Teardrop

The board was starting to tremble.


Come daybreak, Hūr would walk the streets, he would see the people, so different from his own, yet so similar. The sun would shine, hot, burning, yet these people had the resilience of some very resilient animals. They would not seem fettered by it. He would walk among the common classes, the proletariat. Donkeys swishing their tails slowly, chewing on the meager grass they were provided. People braying, donkeys chewing. Yet. it was strangely human. It brought his heart a certain joy, just as the knowledge of his mission sucked out the light from it.


The board began to hum.


He was getting closer, he could feel it. Hūr Amran was in Pakistan, and he felt an energy coming from this place. He felt alive. Every hair on his skin stood up, prickled. His sweat glands were excreting moisture faster than he had thought he could produce it. His nose caught whiffs of so many different smells, the donkey over there, the pile of dung lying there, the smell of sweat, his eyes had so much to see. The sweaty local clothes of the people, the man taking a piss right there. His ears were inundated with information. People braying, one on top of the other. Cars honking in the distance. This was somewhat of a souk. Yet there were cars and rickshaws and motorcycles and cycles and donkey carts. Everywhere. Everytime. All the time. He felt more alive than he had ever felt in his life. His skin was crawling. Everything was coming alive.

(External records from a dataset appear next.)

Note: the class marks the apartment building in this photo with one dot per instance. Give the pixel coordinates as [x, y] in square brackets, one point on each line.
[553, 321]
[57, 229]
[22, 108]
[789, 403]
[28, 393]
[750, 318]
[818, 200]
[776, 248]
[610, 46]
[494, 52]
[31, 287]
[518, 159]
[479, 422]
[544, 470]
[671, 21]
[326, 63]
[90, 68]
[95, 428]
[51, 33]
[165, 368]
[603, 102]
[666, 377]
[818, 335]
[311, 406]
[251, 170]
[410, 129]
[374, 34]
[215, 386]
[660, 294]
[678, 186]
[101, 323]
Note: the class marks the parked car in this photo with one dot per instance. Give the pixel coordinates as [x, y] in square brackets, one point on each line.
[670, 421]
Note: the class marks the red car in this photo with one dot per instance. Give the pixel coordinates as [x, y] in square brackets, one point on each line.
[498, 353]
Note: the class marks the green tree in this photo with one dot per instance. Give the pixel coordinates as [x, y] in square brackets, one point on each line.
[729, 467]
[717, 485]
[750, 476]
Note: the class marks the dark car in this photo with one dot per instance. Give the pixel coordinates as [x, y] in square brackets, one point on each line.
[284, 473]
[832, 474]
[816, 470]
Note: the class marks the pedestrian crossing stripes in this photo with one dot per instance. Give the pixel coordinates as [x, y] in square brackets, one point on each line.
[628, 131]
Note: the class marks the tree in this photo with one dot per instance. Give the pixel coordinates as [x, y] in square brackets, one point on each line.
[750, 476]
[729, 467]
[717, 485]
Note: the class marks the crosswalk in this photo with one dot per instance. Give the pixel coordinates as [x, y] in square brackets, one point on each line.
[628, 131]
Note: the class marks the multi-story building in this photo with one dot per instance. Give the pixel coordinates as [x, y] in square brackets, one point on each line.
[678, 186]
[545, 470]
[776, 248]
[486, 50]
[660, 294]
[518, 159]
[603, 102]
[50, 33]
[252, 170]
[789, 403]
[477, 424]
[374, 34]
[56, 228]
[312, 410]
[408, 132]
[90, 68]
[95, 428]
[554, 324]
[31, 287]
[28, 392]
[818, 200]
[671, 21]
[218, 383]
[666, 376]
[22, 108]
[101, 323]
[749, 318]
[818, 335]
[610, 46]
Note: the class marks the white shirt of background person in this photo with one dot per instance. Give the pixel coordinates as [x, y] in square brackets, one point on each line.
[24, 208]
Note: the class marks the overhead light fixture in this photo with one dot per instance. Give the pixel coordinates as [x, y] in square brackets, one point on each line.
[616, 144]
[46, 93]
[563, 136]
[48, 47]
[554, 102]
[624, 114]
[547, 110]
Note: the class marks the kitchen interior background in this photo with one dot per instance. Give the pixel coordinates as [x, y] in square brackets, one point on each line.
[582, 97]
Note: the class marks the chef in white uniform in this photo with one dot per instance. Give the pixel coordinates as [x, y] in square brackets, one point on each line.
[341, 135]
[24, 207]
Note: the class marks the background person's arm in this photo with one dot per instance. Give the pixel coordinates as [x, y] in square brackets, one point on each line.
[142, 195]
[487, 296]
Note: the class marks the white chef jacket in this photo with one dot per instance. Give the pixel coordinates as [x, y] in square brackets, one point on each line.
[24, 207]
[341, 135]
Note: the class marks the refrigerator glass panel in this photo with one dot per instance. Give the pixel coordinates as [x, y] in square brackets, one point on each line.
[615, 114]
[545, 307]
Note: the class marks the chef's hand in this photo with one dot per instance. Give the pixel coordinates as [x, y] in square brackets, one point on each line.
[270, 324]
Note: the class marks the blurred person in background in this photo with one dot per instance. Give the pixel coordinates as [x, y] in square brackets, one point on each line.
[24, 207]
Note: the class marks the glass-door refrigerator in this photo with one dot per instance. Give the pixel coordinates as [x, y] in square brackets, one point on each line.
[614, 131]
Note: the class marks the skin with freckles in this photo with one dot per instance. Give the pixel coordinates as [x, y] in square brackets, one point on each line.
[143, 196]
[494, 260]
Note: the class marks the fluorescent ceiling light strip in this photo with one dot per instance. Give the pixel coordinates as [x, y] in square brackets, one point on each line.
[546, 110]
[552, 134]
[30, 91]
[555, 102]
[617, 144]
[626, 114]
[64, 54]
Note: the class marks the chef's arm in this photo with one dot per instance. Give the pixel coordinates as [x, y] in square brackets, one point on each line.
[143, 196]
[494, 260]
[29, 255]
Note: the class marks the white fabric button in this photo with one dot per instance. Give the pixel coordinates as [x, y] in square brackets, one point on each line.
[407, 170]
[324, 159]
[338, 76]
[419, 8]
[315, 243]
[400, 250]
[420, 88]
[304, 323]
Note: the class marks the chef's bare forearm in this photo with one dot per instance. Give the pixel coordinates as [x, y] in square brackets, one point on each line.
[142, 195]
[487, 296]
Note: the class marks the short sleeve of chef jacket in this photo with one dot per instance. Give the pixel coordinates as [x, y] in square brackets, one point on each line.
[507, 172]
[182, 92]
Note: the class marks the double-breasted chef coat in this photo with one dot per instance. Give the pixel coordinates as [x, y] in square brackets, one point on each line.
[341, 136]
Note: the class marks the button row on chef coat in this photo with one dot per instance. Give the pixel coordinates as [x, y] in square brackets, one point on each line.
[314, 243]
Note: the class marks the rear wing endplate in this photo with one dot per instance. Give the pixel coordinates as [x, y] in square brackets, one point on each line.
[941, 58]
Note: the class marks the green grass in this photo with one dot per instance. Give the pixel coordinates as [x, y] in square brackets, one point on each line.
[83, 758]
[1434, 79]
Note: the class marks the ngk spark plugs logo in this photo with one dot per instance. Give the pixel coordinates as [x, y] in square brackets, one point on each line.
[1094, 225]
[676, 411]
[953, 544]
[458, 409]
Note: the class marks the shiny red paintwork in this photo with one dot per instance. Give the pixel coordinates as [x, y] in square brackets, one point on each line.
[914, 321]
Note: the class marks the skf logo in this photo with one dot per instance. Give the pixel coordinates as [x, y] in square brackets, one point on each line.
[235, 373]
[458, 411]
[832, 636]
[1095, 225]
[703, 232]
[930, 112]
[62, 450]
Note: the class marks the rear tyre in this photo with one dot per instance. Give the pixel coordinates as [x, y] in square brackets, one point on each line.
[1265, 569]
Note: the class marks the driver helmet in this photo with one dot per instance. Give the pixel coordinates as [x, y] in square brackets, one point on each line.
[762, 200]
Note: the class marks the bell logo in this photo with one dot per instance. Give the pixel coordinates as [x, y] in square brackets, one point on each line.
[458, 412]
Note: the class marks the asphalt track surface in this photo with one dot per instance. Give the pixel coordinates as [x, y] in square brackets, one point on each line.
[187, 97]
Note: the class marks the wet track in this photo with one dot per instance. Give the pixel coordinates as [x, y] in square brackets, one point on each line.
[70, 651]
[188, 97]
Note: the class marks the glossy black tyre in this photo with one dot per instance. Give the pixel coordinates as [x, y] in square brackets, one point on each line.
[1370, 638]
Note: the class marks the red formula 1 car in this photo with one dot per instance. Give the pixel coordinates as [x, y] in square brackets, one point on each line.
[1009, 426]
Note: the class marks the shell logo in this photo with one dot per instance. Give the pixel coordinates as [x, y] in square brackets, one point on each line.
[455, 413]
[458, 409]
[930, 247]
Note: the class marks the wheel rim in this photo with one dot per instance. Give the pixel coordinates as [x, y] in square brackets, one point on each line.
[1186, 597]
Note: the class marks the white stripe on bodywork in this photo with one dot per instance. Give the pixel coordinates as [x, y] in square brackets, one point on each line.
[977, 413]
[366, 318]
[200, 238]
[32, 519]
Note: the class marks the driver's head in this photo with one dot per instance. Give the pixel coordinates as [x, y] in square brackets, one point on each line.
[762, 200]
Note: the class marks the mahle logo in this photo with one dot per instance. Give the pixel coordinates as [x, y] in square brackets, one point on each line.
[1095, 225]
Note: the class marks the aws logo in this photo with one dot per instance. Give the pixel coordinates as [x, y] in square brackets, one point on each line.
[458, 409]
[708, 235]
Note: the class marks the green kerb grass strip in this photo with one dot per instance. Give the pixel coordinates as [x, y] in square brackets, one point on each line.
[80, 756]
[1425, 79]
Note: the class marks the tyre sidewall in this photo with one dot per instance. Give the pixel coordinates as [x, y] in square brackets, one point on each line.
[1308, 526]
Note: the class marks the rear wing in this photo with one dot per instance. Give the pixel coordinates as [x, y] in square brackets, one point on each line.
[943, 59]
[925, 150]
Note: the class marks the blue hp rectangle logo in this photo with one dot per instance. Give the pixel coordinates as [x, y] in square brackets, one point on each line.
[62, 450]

Hūr took a deep breath as he reveled in the feeling and let it slide all over him, he shut his eyes, his ears alerted, more so than usual to any and all sound around him, in the darkness of his mind, colors, spectacles, fireworks began to light up. He could feel something of power nearby. Something strong, something strange.


He opened his eyes.


He did not know how he had acquired this ability. He supposed he always had it. He had likely just triggered it because he had began to believe. And now that he did, nothing was the same. He knew where objects of power were, where things of import were, where he would find what he needed to finish his quest. Well, not yet. But this was how he would find it. There was something out there. There had to be. The forests were destroyed. Both of those sanctuaries. There had to be something else. Or else… or else, he could not deal. He did not want to imagine the alternative. Hūr began to run out of the souk towards the closest firework, he opened his eyes. As he ran under the hot sun, his olive skin glowed, no one paid him any heed. A sparkling teardrop fell behind him on the hot baked ground. It made a small splash unheard by any but the animals within the earth. For them, it was like an earthquake. They began to scurry about, more activity than any of them had seen, more fervor than had been seen in living memory.